Kegagalan tersebut jadi aib besar bagi timnas Italia, tak pernah terjadi dalam setengah abad terakhir. Citra Italia sebagai tim spesialis turnamen besar pun terancam digugat jika kondisi tersebut tak kunjung dicari solusinya.
Beruntung, Italia mampu bangkit dengan tampil brilian sepanjang kualifikasi. Namun, pelatih timnas Italia, Antonio Conte, sadar sedang menghadapi tantangan besar di Prancis nanti.
Salah satu bintang paling berpengaruh dalam tim, Andrea Pirlo, telah memasuki masa senja. Apesnya, talenta muda seperti Mario Balotelli, yang awalnya diprediksi bakal menjadi bintang, malah terus melakukan bergulat dengan kontroversi dan kekonyolan.

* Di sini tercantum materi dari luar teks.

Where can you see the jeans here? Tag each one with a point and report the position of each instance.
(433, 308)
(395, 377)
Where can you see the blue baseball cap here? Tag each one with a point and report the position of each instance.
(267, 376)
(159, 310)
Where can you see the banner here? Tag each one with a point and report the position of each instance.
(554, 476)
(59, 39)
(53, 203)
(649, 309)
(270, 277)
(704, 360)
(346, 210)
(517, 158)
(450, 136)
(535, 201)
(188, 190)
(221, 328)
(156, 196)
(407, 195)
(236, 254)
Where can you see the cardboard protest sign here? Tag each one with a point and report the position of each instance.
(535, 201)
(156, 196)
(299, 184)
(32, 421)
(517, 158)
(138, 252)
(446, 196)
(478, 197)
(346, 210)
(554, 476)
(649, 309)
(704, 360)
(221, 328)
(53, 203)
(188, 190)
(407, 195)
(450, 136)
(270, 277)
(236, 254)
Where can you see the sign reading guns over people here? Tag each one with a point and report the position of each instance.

Sudah 48 tahun Italia puasa juara Piala Eropa. Kans mengakhiri dahaga terbuka lebar pada tahun ini. Berbekal performa impresif sepanjang kualifikasi publik Italia berharap banyak pada tim besutan Antonio Conte. Namun, Italia tetap harus waspada. Jika tidak, pengalaman kelam di Brasil dua tahun lalu bukan tak mungkin bisa terulang kembali.
Bintang:
Andrea Pirlo
Italia memiliki seorang mastro lapangan tengah dalam diri Andrea Pirlo. Pemain kelahiran Flero, Italia, 19 Mei 1979, ini disegani para lawan berkat kontribusi vitalnya dalam memberikan umpan-umpan indah dan tendangan bebas yang mematikan.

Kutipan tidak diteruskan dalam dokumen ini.